King Adora

Newbury Corn Exchange


"Singer-songwriter (23) seeks talented musicians to complete melodic rock band" reads the classified ad in the back pages of a certain rock weekly; "Influences incl. Coldplay, Snow Patrol, Keane, Turin Brakes". Now let's get this straight, there's nothing "rock" about Coldplay, or Snow Patrol for that matter. In fact all of the afore mentioned are so distinctively "un-rock" that they make the Thrills look like Motley Crüe (ok, perhaps not) and are precisely the sort of bland, faceless bands that King Adora are waging war against, and it's about time too. After all, they're a band who like their rock stars to look like rock stars, as opposed to resembling a bunch of lads randomly selected from their local branch of Next.

Tonight King Adora deliver a fusion of old-skool rawk riffs, Maxi Browne's vocal dramatics and rampant, raging energy, all helped down with a healthy dose of eyeliner and lipgloss. After opener Maniac Love, in many respects the new suitably sleazy KA anthem which sees Maxi hollering the chorus "You only love me when you're drunk", the quartet set about charming their way into Newbury's hearts. And for the best part they succeed.

Despite playing material largely from their new album Who Do You Love?, this doesn't mute the crowd's response in anyway whatsoever, the throng of diehards down the front, including several fans down from London, making enough noise to deafen the casual listeners milling cautiously towards the back.

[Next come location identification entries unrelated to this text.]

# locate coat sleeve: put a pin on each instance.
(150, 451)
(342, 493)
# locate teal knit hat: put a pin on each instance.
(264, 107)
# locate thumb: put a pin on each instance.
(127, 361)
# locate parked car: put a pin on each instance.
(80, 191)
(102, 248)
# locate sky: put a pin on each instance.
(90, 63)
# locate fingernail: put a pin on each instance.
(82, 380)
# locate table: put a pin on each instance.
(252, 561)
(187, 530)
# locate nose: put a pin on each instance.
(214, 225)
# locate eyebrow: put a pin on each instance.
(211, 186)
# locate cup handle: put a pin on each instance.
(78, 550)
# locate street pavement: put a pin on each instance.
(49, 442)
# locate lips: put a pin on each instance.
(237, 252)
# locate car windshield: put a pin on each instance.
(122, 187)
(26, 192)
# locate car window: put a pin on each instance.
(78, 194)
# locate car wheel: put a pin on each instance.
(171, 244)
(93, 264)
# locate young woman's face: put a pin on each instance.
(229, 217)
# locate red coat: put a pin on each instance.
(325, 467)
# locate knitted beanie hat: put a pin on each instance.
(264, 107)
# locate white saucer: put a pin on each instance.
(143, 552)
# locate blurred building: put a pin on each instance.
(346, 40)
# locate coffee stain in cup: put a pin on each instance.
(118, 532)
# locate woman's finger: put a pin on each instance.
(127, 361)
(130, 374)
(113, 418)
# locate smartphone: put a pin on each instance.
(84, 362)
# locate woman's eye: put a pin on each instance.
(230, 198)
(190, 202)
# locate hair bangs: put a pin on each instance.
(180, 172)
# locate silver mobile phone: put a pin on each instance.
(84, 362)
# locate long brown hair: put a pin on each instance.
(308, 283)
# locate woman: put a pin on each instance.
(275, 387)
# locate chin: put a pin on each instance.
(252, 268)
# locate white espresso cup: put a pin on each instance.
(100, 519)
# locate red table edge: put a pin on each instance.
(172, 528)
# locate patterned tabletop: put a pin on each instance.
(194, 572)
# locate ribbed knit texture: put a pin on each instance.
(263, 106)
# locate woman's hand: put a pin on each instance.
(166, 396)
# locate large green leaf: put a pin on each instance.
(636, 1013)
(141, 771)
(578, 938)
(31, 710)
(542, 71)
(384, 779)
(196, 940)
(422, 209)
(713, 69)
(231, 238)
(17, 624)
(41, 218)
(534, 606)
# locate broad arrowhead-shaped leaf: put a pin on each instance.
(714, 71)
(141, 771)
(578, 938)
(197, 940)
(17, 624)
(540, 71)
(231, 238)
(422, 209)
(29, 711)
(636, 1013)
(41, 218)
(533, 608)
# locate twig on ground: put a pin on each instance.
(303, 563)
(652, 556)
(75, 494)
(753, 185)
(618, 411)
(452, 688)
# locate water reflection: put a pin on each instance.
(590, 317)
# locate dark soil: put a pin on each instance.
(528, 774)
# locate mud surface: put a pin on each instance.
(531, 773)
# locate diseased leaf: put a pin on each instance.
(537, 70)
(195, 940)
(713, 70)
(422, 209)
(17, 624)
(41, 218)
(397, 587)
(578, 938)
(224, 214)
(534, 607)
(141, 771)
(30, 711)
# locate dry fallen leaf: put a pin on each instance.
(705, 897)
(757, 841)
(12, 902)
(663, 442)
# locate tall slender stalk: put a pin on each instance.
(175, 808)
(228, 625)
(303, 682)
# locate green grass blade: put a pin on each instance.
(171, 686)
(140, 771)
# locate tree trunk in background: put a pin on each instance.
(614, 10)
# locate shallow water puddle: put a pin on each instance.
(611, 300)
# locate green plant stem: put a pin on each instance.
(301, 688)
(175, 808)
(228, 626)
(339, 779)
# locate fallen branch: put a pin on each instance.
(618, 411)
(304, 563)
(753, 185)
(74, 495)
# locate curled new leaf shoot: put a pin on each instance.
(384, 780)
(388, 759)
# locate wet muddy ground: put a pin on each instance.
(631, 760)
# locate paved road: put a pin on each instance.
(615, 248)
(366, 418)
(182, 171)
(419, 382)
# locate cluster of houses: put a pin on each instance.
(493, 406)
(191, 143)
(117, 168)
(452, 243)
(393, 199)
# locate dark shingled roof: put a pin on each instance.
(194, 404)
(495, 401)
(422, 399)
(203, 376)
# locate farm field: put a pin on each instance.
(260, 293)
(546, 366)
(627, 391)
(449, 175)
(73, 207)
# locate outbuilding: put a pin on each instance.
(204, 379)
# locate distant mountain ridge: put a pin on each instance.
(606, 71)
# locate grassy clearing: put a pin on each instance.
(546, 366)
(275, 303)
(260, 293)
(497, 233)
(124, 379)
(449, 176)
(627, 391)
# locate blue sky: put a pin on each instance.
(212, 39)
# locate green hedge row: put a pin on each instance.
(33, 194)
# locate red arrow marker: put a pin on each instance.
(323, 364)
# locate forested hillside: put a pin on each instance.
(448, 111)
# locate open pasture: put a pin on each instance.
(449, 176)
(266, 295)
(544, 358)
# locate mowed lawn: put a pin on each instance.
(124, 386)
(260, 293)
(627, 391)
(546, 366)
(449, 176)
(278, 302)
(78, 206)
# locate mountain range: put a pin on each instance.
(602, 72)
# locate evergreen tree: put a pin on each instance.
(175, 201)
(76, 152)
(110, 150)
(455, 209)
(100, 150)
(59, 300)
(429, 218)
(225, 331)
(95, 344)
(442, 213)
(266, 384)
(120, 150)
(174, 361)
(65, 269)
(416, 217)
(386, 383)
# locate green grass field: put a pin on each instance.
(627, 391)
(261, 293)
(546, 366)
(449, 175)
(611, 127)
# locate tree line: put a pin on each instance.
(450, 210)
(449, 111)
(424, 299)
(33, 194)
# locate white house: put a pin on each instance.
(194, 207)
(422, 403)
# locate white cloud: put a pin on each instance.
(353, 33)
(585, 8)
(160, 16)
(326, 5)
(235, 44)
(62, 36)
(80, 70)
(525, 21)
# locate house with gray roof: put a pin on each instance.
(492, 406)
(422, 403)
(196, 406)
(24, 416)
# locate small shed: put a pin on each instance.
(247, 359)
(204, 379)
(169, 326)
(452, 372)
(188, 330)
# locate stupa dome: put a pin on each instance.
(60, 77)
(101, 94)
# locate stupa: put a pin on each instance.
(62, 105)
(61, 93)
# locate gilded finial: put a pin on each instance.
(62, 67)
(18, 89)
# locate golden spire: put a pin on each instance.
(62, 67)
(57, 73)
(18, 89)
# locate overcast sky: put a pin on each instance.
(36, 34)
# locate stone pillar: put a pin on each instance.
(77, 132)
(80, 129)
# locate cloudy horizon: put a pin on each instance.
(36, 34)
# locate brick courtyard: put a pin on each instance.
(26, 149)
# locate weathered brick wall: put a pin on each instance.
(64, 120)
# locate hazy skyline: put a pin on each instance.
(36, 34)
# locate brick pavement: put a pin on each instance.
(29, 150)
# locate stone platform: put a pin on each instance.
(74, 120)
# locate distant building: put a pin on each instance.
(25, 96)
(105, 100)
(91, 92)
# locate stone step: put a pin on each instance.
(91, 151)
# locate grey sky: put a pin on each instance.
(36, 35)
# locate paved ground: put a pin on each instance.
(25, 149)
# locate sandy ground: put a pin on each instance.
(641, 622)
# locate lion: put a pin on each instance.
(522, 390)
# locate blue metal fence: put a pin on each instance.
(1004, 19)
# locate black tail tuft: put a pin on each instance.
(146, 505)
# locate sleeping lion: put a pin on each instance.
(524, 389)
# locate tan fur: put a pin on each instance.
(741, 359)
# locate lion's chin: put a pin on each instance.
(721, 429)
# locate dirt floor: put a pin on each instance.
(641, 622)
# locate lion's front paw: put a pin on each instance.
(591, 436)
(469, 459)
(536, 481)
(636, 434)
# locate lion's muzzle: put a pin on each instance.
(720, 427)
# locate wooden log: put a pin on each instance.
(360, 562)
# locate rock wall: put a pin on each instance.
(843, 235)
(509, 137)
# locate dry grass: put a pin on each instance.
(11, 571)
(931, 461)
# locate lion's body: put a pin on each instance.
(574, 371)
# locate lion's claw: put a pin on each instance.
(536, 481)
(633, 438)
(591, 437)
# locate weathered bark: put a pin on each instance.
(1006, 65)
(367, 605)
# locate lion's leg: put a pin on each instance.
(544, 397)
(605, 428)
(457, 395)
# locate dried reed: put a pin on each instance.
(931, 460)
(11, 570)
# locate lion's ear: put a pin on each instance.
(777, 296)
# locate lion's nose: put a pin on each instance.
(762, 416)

Drag, "a modern day Lola" is unashamedly T-Rex, yet rip-roaring all the same, Depression bears an uncanny resemblance to glitter-chic predecessors Mansun and Sweet Abandon is essentially Suffocate's bigger sister - bolder, leaner and perhaps wiser.

Older songs like Smoulder and Suffocate prompt a rapturous reaction from the audience, the former sounding particularly explosive. Bionic ends the band's set, Maxi tossing aside his guitar nonchalantly and bringing the mic stand down into the photo pit to let the fans sing along.

Although not exactly the darlings of the music press they were this time three years ago, by playing gigs as explosive as tonight's, KA show that they're still a force to be reckoned with. "It was great to play on such a big stage again" effused bassist Robbie after the show, and hopefully if King Adora can continue to expand their ever-growing fanbase and keep up the consistent high standards of their live shows then it may not be too long until they can abandon the toilet circuit and return to the larger stage where they rightfully belong.